No documento 2014DarcielPasinato (páginas 86-90)

Nesse tópico, discutiremos as críticas feitas por católicos aos liberais nas páginas da

Revista Vozes. Antes, de iniciar a discussão indicaremos os artigos tomados como referência

na análise.

● João Antônio Cabral de Monlevade (1960). Inimigos da Liberdade de Ensino; ● Abelardo Ramos (1959). Educação gratuita e o Estado;

● Abelardo Ramos (1960a). Pobre do pobre, com Dr. Anísio; ● Abelardo Ramos (1961a). O que defendemos;

● Abelardo Ramos (1961b). Dr. Anísio vem à Chuva;

● Humberto Rademakers (1961). A Liberdade de Cátedra do Sr. Roque Spencer

Maciel de Barros.

No início da década de 1960, João Antônio Cabral de Monlevade, importante defensor do ensino privado brasileiro, publica um artigo na Revista Vozes, intitulado Inimigos da

Liberdade de Ensino, onde criticava a legislação do ensino no Brasil, mais especificamente, a

Constituição de 1946. Monlevade alegava na sua fala que o documento era:

[...] uma fonte de renda para muitos. Beneficia exageradamente catedráticos da escola pública de nível superior. Um catedrático parece incrível, tem dois, três, até quatro assistentes. E alguns, não só não dão aulas, mas nem sequer são orientadores no campo das pesquisas. Têm salários fixos, ganhos sem o cumprimento do dever, sem orientar as pesquisas e sem ministrar aulas (1960, p. 696).

Na mesma fala, Monlevade (1960, p. 697) descreveu que “há muitos professores das escolas oficiais honestos a quem se deve respeito, outros deveriam modificar a vida ou perder os cargos”. A escola pública, segundo o autor, deixaria de ser uma fonte de renda para esse tipo de professor e se tornaria um ofício em benefício da educação da juventude.

Na conclusão do seu artigo, Monlevade (1960, p. 698) defendia que “neutra seria a escola que não informasse ou não ensinasse nenhuma doutrina, ou transmitisse todas da mesma maneira”. Na mesma fala, o autor acrescenta que os pais não cristãos que desejarem escola neutra têm direito à escola segundo sua convicção. “A criança que chega à escola é um complexo de tendências variadas de instintos bons e maus, de inteligência que nasce e de ignorância, de vontade que desperta e de paixões que se opõem” (MONLEVADE, 1960, p. 698). Conclui dizendo que colocar a questão escolar em sua verdadeira perspectiva é meio caminho andado para dar-lhe solução justa e aceitável para todos.

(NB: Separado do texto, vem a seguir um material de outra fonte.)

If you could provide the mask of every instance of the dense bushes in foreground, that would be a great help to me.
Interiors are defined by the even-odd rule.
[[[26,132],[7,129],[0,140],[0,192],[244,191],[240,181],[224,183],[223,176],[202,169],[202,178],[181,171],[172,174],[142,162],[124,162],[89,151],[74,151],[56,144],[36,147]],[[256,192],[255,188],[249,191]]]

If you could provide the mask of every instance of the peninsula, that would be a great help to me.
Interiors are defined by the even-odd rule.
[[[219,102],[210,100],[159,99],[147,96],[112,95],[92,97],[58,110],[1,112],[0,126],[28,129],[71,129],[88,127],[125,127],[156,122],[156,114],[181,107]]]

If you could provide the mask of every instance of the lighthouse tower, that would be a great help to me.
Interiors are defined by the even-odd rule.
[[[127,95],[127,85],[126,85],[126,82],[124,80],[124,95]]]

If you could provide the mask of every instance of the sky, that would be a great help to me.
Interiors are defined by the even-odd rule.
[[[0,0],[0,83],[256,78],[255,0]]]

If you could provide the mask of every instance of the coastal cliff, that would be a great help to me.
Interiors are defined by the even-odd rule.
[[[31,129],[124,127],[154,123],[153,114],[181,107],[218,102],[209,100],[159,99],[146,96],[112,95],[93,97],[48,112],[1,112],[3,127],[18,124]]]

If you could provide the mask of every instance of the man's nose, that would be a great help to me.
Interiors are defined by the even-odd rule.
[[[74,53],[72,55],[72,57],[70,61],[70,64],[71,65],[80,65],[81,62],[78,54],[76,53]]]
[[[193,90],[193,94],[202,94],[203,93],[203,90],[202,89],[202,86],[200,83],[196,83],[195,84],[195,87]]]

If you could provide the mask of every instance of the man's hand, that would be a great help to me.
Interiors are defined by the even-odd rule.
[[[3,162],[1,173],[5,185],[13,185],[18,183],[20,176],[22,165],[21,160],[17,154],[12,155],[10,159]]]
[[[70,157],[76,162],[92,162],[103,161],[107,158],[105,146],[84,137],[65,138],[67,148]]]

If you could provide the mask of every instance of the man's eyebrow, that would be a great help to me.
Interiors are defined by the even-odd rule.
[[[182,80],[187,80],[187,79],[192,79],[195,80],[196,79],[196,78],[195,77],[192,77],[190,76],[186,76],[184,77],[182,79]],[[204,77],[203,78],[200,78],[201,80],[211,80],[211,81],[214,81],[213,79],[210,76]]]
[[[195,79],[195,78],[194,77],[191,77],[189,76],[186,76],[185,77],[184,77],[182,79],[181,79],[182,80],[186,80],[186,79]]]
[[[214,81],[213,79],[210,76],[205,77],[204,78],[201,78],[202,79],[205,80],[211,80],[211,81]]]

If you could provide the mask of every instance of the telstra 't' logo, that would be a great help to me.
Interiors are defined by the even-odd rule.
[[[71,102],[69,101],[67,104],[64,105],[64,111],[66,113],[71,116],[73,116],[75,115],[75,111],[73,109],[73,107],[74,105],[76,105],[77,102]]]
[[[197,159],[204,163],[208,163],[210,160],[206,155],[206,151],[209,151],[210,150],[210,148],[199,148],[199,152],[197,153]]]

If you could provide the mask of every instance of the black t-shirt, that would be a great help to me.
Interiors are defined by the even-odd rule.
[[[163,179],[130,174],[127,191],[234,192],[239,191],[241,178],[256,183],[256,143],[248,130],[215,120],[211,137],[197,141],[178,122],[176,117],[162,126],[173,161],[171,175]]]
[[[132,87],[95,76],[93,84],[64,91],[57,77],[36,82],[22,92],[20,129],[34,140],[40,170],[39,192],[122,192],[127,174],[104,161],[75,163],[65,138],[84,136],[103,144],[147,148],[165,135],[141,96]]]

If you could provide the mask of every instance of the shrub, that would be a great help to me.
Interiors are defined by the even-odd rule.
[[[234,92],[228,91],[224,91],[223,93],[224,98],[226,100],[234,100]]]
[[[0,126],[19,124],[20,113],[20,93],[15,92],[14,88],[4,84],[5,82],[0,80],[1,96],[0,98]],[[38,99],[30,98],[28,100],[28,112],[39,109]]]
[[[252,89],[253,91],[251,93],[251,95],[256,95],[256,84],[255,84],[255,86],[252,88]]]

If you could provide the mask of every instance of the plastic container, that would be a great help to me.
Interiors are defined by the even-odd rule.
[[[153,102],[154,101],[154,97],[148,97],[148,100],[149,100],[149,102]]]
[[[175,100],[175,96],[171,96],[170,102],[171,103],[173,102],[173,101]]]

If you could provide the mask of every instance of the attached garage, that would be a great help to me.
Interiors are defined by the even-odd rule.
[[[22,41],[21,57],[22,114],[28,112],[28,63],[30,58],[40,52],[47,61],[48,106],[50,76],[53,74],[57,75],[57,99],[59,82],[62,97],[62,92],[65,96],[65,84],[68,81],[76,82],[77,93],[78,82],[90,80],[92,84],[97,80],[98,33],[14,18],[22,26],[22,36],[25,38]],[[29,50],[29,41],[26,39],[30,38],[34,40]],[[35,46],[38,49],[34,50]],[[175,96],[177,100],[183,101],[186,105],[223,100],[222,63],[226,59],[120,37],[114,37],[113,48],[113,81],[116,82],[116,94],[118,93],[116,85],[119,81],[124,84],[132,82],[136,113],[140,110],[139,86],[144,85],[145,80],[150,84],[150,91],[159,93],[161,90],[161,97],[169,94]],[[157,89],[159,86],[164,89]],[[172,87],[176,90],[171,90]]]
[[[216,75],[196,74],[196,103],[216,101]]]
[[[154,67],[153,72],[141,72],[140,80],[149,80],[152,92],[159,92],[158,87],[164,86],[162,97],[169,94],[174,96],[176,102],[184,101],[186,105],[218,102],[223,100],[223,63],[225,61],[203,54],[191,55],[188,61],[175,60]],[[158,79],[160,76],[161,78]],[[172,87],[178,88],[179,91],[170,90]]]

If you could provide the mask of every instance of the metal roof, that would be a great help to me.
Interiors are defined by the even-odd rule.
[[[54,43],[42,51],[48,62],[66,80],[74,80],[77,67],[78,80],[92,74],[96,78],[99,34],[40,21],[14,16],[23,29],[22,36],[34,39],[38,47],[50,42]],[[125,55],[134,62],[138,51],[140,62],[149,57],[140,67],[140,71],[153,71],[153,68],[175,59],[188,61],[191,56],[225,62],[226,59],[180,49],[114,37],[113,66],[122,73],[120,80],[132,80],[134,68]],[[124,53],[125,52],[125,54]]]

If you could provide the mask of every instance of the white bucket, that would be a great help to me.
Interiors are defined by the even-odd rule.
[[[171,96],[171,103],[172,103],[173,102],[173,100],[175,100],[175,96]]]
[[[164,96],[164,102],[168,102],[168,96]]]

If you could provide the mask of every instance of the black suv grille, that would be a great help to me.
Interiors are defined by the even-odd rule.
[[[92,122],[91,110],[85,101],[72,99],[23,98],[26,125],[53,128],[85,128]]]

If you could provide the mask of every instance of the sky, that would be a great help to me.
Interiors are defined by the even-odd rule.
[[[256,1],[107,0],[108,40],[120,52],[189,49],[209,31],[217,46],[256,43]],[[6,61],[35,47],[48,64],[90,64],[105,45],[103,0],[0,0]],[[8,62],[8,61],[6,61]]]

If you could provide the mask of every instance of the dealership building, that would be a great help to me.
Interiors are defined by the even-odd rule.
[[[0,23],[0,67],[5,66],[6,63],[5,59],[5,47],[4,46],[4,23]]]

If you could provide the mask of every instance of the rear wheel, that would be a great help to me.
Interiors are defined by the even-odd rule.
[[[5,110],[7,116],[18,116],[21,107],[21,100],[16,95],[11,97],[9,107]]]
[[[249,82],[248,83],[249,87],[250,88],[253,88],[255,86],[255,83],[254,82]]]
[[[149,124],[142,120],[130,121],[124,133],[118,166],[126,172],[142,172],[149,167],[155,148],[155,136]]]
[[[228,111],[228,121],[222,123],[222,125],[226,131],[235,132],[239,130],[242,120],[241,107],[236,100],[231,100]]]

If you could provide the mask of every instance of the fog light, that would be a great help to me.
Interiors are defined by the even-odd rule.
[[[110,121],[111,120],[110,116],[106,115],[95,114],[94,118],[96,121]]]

Outro defensor do ensino privado desse período analisado, Abelardo Ramos, em seu artigo Educação gratuita e o Estado, destaca que a educação atuava como fator de integração dos seus membros e constituía o princípio dinâmico do aperfeiçoamento destes. Portanto, a liberdade de ensino era, na visão do autor, a possibilidade de se exprimirem os tipos de educação que deveriam atender à diversidade dos grupos humanos. Ramos (1959, p. 490) conclui que “a escola tem de ser instituição com características assemelhadas à família e não à repartição pública”.

A Constituição Federal de 1946 garantia que a educação deveria ser para todos. Segundo Ramos, era nisso que estava o interesse público, que “não é atribuição do Estado ter um papel de educador único. Prova disso é que a educação de cada aluno custa mais na escola pública do que na escola particular” (1959, p. 493). Por fim, ao concluir a sua fala, Ramos (1959, p. 493) coloca que se o aluno recebesse do Estado à complementação, “garantido a livre escolha, as escolas seriam de melhor qualidade e os pais poderiam recusar a educação de péssima qualidade, como atualmente o Estado oferece” (lembrando que esse debate era do final da década de 1950).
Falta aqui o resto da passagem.